Your want of trust puts him on the rack. You pluck his nerves to pieces, and dissect his secret thoughts. You hate him for not being unfaithful to you in deed in that you suspect continually that he is unfaithful to you in thought. You hurt him by telling him constantly that your mutual life is animal and savage, that he lacks soul, and does not comprehend what it is to love with the soul as you do. He retorts by calling you hysterical.

Then a young girl comes to stay in your house. She falls in love with your husband, and he is in love with her. You say, “She made a dead set at him.” Instead of deciding to remove her immediately you watch for proofs of the criminal relations which you suspect. I don’t condemn you for getting hold of your husband’s letters by any means honourable or the reverse, because jealous wives are as irresponsible for their actions as patients with a temperature of a hundred and six. You triumph and cause yourself diabolical torments by revelling in the stolen love-letters. You find in them the “psychological” impulse that you have missed in your husband’s love.

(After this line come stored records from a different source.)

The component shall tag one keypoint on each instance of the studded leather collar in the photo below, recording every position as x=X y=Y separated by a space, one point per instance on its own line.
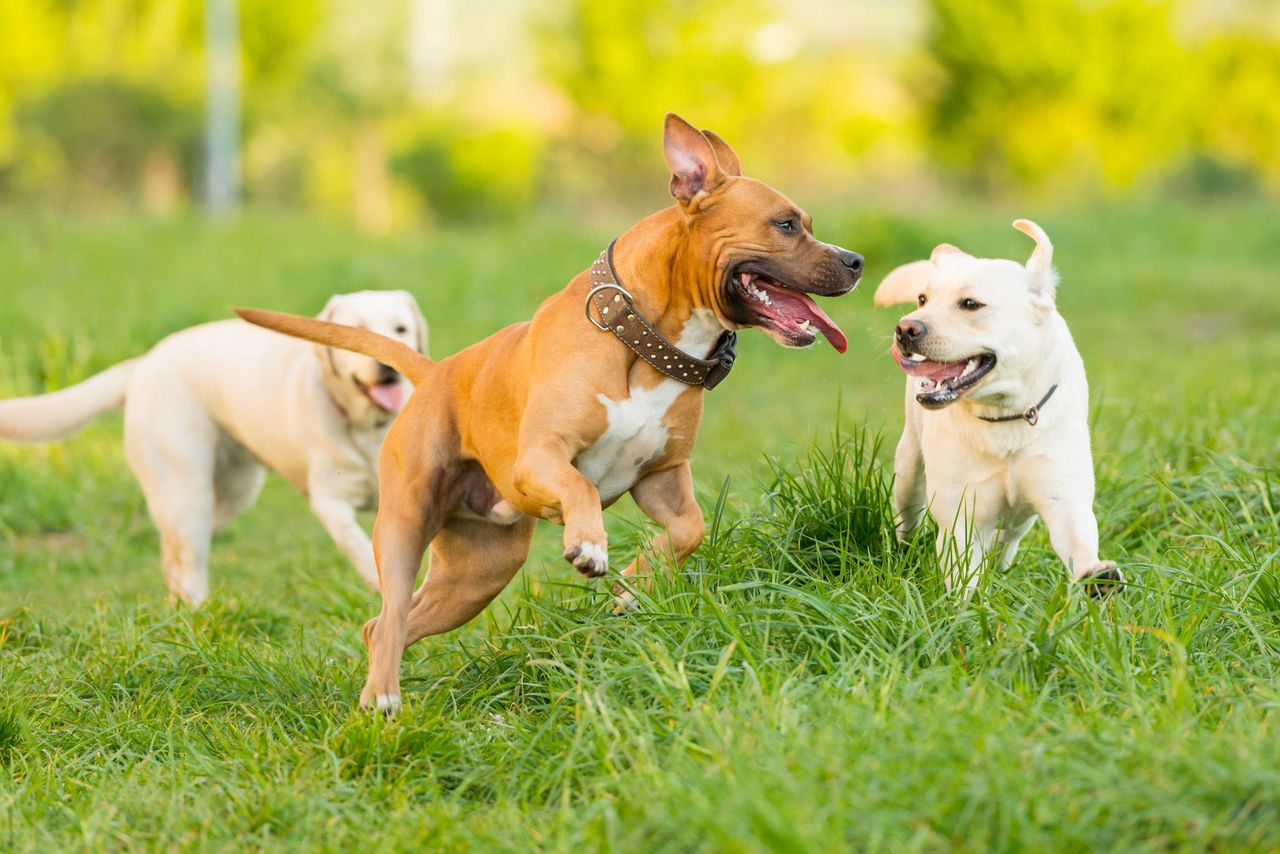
x=615 y=311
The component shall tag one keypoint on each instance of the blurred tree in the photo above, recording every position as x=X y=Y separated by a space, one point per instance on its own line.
x=1059 y=91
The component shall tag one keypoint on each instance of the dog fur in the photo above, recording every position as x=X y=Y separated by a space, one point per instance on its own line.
x=986 y=483
x=210 y=407
x=556 y=419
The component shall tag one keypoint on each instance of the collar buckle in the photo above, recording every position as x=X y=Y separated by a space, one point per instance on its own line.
x=590 y=296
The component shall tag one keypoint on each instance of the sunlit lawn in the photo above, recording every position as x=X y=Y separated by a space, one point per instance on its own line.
x=804 y=685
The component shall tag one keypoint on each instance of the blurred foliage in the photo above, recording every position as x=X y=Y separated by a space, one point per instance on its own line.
x=101 y=100
x=1068 y=92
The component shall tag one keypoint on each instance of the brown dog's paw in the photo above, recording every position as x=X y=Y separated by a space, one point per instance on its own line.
x=589 y=558
x=1104 y=580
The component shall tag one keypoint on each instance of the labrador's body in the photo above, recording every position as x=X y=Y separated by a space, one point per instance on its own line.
x=996 y=412
x=210 y=409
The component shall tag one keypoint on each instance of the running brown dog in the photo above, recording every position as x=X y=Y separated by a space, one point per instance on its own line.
x=557 y=418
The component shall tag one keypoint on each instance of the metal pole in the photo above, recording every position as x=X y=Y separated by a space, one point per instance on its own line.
x=223 y=85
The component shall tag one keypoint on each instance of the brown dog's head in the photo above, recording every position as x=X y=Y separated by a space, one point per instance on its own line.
x=766 y=259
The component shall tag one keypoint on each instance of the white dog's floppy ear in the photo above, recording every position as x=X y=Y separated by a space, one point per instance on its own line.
x=1041 y=263
x=945 y=249
x=420 y=319
x=904 y=284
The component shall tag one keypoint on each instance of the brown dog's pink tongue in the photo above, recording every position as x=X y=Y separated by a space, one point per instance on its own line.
x=828 y=328
x=389 y=396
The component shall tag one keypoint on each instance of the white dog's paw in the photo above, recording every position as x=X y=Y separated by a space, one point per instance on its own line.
x=589 y=558
x=1104 y=580
x=388 y=704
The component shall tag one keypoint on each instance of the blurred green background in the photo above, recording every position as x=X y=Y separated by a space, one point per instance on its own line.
x=401 y=113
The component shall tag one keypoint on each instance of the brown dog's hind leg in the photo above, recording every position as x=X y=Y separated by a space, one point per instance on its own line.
x=401 y=534
x=667 y=498
x=471 y=562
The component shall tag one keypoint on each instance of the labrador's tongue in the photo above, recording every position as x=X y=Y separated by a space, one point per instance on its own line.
x=796 y=307
x=388 y=396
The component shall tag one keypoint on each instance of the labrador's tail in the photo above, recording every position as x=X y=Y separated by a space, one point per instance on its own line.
x=59 y=414
x=410 y=362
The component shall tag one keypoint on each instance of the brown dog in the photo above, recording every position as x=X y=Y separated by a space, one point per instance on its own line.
x=557 y=418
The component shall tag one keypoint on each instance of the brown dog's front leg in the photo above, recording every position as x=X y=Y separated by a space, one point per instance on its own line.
x=547 y=479
x=667 y=498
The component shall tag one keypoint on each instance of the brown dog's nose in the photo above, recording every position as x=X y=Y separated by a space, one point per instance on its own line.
x=910 y=330
x=853 y=260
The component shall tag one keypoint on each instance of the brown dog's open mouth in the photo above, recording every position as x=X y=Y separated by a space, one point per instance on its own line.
x=944 y=383
x=786 y=311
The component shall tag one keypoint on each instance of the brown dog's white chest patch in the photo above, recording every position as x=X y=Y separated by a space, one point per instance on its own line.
x=636 y=433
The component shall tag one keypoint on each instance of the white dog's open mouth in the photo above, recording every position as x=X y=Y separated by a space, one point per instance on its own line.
x=944 y=383
x=389 y=397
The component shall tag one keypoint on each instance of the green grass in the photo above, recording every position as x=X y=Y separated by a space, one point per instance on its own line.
x=804 y=685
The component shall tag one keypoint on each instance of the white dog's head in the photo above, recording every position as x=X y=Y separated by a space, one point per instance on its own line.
x=366 y=389
x=978 y=322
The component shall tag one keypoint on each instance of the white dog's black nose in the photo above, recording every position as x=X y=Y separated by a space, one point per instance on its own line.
x=910 y=330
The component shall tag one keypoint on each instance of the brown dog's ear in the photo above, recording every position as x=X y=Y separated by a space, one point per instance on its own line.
x=904 y=284
x=420 y=323
x=1041 y=263
x=725 y=154
x=691 y=159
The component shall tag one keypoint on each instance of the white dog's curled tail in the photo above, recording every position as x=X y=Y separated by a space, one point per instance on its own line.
x=410 y=362
x=59 y=414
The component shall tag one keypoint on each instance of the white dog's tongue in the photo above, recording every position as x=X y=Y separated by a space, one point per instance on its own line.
x=389 y=396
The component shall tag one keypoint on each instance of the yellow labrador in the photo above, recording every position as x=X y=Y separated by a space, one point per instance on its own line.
x=208 y=409
x=996 y=412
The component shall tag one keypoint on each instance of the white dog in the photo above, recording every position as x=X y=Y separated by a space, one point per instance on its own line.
x=208 y=409
x=996 y=412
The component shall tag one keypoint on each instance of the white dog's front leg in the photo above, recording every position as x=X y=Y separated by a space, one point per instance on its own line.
x=909 y=483
x=1066 y=507
x=338 y=517
x=909 y=488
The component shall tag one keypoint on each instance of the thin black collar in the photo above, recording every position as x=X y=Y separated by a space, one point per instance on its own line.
x=1031 y=414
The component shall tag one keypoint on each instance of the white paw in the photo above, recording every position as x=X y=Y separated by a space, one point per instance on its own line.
x=589 y=558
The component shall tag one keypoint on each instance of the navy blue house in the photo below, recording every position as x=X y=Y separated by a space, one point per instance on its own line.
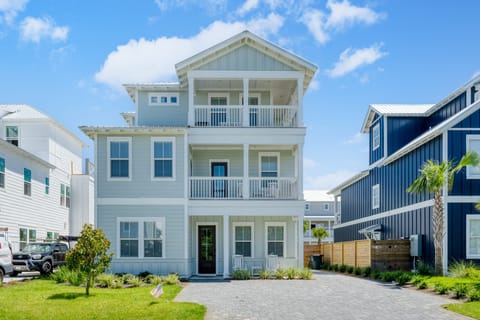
x=375 y=203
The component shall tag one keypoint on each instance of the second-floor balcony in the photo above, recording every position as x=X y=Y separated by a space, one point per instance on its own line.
x=226 y=188
x=270 y=116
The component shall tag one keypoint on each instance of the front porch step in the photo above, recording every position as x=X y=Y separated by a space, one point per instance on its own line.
x=207 y=279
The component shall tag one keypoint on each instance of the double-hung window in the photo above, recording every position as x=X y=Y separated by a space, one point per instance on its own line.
x=2 y=173
x=276 y=238
x=473 y=144
x=243 y=234
x=376 y=136
x=376 y=196
x=141 y=237
x=119 y=158
x=163 y=158
x=27 y=182
x=12 y=135
x=473 y=236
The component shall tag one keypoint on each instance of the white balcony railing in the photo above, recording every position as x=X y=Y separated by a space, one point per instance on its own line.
x=257 y=116
x=233 y=188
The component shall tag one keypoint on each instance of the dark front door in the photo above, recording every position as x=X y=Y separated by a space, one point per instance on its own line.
x=206 y=250
x=219 y=186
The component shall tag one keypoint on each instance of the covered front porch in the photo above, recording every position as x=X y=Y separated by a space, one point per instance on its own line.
x=221 y=244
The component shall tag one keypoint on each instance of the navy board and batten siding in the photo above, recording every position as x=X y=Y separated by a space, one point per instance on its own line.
x=378 y=153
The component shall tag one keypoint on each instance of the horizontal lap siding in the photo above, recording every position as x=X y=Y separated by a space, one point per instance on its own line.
x=457 y=223
x=396 y=227
x=394 y=179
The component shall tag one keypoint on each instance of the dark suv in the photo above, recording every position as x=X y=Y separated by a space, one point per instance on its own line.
x=42 y=256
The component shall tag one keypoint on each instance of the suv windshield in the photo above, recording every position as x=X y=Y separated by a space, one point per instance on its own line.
x=40 y=248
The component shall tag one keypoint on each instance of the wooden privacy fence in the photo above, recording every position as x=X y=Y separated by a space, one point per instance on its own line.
x=379 y=254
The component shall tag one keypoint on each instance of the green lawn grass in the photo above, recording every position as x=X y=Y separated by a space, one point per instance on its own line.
x=470 y=309
x=44 y=299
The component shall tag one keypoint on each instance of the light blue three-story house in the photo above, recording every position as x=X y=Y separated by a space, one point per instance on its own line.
x=202 y=181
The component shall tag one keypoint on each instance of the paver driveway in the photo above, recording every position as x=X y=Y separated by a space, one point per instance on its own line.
x=329 y=296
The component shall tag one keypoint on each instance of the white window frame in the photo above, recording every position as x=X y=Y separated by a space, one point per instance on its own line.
x=472 y=173
x=109 y=173
x=276 y=224
x=376 y=196
x=160 y=95
x=251 y=95
x=470 y=217
x=218 y=95
x=268 y=154
x=252 y=240
x=376 y=136
x=152 y=158
x=140 y=239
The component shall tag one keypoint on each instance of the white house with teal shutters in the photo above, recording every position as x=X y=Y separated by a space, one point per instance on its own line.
x=201 y=181
x=43 y=193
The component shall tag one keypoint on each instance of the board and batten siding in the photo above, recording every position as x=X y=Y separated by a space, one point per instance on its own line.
x=393 y=179
x=161 y=115
x=141 y=184
x=174 y=261
x=246 y=58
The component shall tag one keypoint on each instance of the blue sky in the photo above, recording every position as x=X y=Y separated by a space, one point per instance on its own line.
x=69 y=58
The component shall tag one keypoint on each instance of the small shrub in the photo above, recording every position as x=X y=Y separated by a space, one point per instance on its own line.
x=265 y=274
x=424 y=269
x=387 y=276
x=441 y=288
x=241 y=274
x=305 y=274
x=366 y=271
x=375 y=274
x=473 y=294
x=172 y=279
x=460 y=290
x=401 y=278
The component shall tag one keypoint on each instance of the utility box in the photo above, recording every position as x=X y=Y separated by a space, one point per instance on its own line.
x=416 y=245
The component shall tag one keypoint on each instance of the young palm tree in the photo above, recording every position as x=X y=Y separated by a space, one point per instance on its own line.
x=433 y=178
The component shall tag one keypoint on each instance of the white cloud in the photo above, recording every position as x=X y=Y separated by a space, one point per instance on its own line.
x=351 y=60
x=356 y=139
x=315 y=22
x=10 y=8
x=341 y=15
x=327 y=181
x=247 y=6
x=154 y=60
x=35 y=29
x=344 y=14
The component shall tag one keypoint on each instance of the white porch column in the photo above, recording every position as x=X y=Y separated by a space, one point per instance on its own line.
x=191 y=110
x=226 y=246
x=300 y=102
x=246 y=120
x=299 y=162
x=246 y=183
x=300 y=240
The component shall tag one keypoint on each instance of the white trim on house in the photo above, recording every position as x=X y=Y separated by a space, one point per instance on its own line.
x=473 y=172
x=152 y=158
x=140 y=201
x=197 y=260
x=109 y=173
x=276 y=224
x=412 y=207
x=141 y=238
x=252 y=240
x=468 y=235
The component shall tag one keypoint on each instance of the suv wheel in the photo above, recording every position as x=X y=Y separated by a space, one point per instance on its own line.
x=46 y=267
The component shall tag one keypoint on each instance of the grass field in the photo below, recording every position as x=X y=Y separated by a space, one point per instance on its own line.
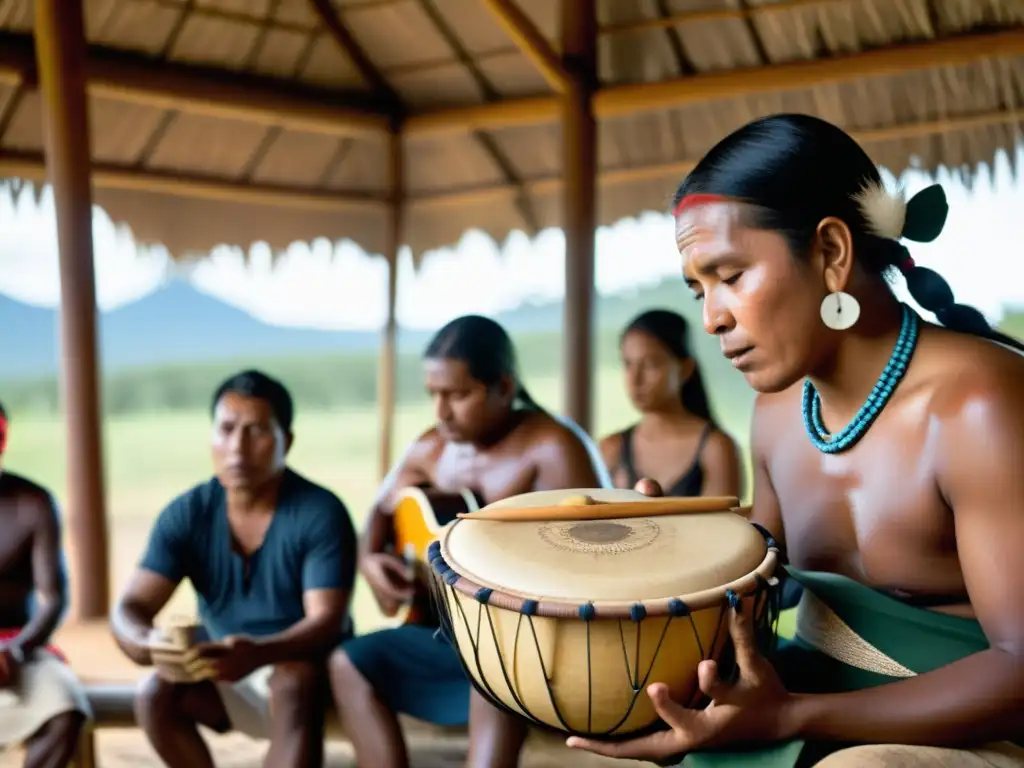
x=151 y=458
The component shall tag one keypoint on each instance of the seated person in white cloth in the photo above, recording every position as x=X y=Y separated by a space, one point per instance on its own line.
x=42 y=704
x=271 y=557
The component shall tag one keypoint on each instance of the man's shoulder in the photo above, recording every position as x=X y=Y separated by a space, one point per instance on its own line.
x=19 y=486
x=28 y=499
x=200 y=499
x=305 y=494
x=543 y=429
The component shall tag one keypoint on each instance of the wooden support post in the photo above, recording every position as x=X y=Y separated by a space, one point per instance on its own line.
x=389 y=341
x=60 y=54
x=580 y=205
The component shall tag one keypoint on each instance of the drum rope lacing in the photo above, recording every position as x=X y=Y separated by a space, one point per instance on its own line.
x=766 y=596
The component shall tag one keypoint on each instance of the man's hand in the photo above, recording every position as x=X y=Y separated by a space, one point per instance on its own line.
x=387 y=577
x=8 y=668
x=755 y=709
x=648 y=486
x=224 y=662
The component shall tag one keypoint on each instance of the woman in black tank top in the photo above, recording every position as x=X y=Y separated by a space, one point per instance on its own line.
x=676 y=440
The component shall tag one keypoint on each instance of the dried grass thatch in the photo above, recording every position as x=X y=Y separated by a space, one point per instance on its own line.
x=305 y=176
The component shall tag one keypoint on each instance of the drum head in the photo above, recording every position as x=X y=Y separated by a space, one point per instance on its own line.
x=615 y=560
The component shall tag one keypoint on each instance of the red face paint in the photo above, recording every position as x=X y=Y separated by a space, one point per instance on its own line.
x=691 y=201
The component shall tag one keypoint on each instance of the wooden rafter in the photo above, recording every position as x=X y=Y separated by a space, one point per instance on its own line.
x=350 y=47
x=487 y=142
x=626 y=99
x=109 y=176
x=530 y=42
x=614 y=176
x=267 y=101
x=642 y=25
x=207 y=91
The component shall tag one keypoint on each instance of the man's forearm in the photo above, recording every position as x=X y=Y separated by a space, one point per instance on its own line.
x=976 y=699
x=310 y=637
x=131 y=632
x=40 y=628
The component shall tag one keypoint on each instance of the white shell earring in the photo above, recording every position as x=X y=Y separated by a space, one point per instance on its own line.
x=840 y=310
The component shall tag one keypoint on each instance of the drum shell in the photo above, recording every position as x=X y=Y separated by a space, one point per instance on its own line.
x=578 y=676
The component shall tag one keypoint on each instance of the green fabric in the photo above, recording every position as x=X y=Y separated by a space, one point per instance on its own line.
x=919 y=639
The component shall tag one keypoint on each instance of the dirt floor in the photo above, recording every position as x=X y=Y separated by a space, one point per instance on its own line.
x=128 y=749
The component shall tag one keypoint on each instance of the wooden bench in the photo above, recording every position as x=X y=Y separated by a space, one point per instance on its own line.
x=112 y=707
x=111 y=679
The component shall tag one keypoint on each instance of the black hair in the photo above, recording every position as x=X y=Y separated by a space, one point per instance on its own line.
x=796 y=170
x=256 y=384
x=485 y=348
x=672 y=330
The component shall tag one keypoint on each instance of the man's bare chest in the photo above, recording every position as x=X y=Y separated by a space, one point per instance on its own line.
x=871 y=514
x=493 y=476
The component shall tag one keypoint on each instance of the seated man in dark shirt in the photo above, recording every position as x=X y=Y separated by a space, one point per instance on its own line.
x=271 y=557
x=43 y=706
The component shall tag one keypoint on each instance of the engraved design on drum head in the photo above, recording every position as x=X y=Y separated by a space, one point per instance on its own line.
x=600 y=537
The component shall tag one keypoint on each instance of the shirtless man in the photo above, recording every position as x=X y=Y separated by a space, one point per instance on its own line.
x=271 y=557
x=887 y=455
x=489 y=437
x=42 y=704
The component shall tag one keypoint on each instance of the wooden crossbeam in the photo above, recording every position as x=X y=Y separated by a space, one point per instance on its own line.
x=31 y=166
x=614 y=176
x=530 y=42
x=626 y=99
x=202 y=90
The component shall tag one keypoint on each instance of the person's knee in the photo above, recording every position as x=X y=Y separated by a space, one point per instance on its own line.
x=157 y=699
x=876 y=756
x=294 y=685
x=347 y=683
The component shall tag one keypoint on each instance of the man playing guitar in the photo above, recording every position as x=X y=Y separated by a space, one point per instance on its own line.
x=491 y=438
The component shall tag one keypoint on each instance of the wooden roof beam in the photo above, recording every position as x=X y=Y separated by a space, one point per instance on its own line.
x=31 y=166
x=626 y=99
x=350 y=47
x=530 y=42
x=613 y=176
x=138 y=79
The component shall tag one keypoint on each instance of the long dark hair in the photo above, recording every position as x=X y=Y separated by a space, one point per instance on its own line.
x=485 y=348
x=672 y=331
x=796 y=170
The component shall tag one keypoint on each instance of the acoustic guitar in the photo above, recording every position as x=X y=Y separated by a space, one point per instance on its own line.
x=420 y=513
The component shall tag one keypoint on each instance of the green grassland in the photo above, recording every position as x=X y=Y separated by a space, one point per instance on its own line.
x=152 y=456
x=156 y=430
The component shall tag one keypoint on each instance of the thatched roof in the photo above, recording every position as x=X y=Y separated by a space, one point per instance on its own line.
x=235 y=121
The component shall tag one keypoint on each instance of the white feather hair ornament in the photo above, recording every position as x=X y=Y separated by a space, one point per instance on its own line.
x=884 y=210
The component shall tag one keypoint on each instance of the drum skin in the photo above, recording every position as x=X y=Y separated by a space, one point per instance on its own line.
x=589 y=677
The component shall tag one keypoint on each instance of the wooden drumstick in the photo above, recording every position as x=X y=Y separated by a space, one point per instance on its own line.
x=585 y=508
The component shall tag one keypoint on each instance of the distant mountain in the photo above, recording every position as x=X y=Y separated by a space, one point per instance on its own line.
x=176 y=324
x=179 y=325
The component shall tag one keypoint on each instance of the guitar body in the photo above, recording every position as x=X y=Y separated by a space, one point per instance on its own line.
x=420 y=513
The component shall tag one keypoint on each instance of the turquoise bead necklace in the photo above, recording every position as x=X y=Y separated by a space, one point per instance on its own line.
x=892 y=375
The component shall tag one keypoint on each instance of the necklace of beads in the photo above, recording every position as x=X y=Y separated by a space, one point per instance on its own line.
x=827 y=442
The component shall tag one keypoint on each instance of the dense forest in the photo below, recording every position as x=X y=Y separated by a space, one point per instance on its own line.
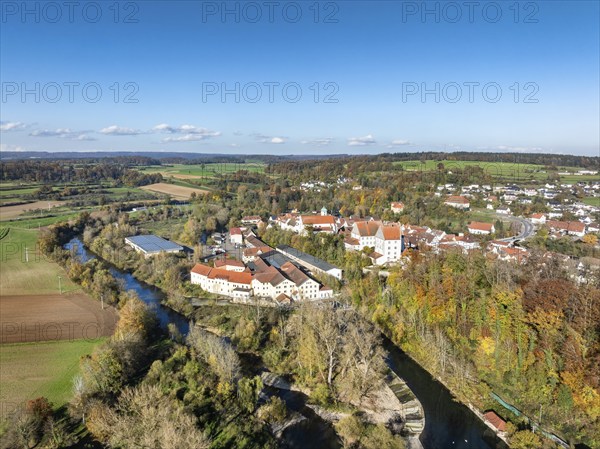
x=48 y=172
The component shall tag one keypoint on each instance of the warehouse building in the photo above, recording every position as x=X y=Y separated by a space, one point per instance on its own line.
x=150 y=245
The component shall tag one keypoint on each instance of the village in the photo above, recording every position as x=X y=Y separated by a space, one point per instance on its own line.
x=242 y=267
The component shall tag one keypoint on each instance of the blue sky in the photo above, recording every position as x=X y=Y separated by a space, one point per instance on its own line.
x=531 y=68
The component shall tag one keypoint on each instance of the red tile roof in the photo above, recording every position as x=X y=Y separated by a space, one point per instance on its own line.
x=495 y=420
x=457 y=199
x=479 y=226
x=219 y=273
x=391 y=232
x=318 y=220
x=230 y=262
x=367 y=228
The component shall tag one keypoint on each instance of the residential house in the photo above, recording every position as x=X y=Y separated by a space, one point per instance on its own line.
x=479 y=228
x=389 y=244
x=538 y=218
x=235 y=236
x=222 y=282
x=397 y=207
x=458 y=202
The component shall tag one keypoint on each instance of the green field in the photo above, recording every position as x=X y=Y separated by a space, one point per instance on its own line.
x=504 y=170
x=30 y=370
x=19 y=277
x=592 y=201
x=204 y=170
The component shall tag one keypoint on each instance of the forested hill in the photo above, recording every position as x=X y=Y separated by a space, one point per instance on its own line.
x=172 y=157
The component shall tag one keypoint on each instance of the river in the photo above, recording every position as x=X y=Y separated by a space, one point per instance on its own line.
x=448 y=424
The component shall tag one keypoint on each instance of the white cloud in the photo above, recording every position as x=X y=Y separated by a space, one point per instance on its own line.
x=270 y=139
x=8 y=147
x=185 y=129
x=63 y=133
x=324 y=142
x=184 y=138
x=362 y=141
x=399 y=143
x=115 y=130
x=12 y=126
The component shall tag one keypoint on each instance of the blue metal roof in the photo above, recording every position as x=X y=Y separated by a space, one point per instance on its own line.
x=153 y=243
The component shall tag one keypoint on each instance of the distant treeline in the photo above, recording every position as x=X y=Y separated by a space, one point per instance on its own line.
x=64 y=171
x=356 y=166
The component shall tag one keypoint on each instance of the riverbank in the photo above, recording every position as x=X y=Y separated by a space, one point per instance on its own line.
x=446 y=421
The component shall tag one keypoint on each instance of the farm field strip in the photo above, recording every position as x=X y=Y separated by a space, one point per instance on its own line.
x=30 y=370
x=36 y=276
x=178 y=192
x=499 y=169
x=8 y=212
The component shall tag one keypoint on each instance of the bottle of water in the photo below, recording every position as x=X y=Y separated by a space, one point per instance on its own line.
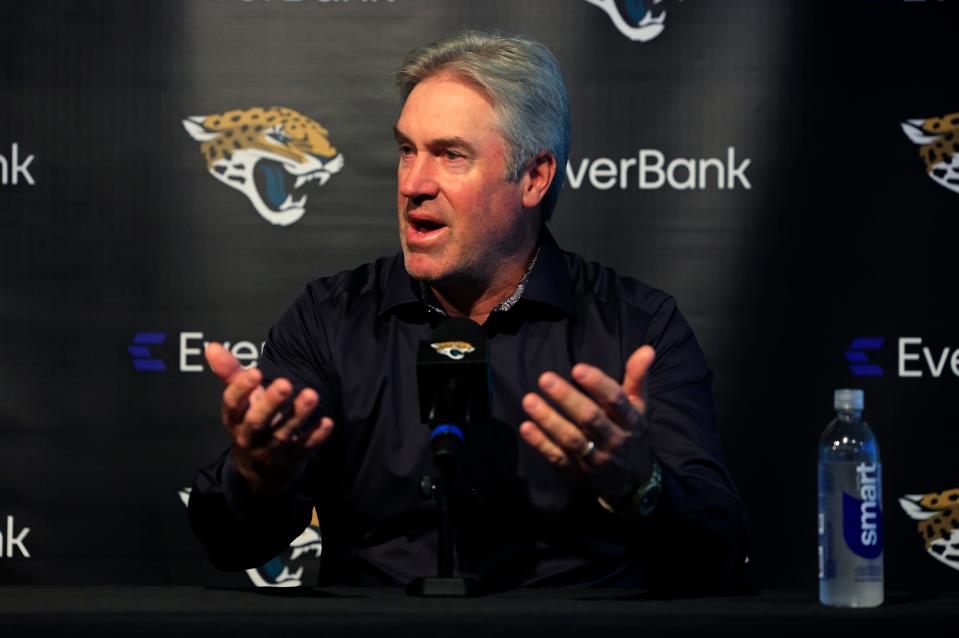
x=850 y=508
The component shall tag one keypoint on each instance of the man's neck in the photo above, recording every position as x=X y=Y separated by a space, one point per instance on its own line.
x=476 y=300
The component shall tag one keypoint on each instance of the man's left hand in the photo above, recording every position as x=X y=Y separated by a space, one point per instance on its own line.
x=598 y=436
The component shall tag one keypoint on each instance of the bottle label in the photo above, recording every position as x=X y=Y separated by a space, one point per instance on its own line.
x=862 y=513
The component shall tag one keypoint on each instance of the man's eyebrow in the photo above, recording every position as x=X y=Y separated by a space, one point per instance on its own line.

What ought you to do now? Either you must go, as you cannot stay with a man who is in love with another; or you must remain and leave him and his feelings in peace. Nonsense! Instead you thrust a dagger into his heart and turn it in the wound. If he moans, you ask, “Do you still love her?”

You think that love can be wrenched out of a man’s life as easily as a tooth is drawn, root and all.

Agony brings your husband to reason and his senses, he belies what he feels and cries, “I love no one but you!” But even then can you leave him alone? Certainly not. You now insist on his telling everything, betraying and deceiving. You know, as a Catholic, he cannot claim a divorce, and yet you ask if he will marry her in the case of your retiring? Not a word of this offer do you intend seriously. You want to humiliate and torment him.

Next you make a scene with the girl, pervert his words about her, misapply your knowledge, and use such expressions as “Impurity, lies, vulgarity.” But she only answers, “I love him, I cannot do anything else.” And you find this exasperating.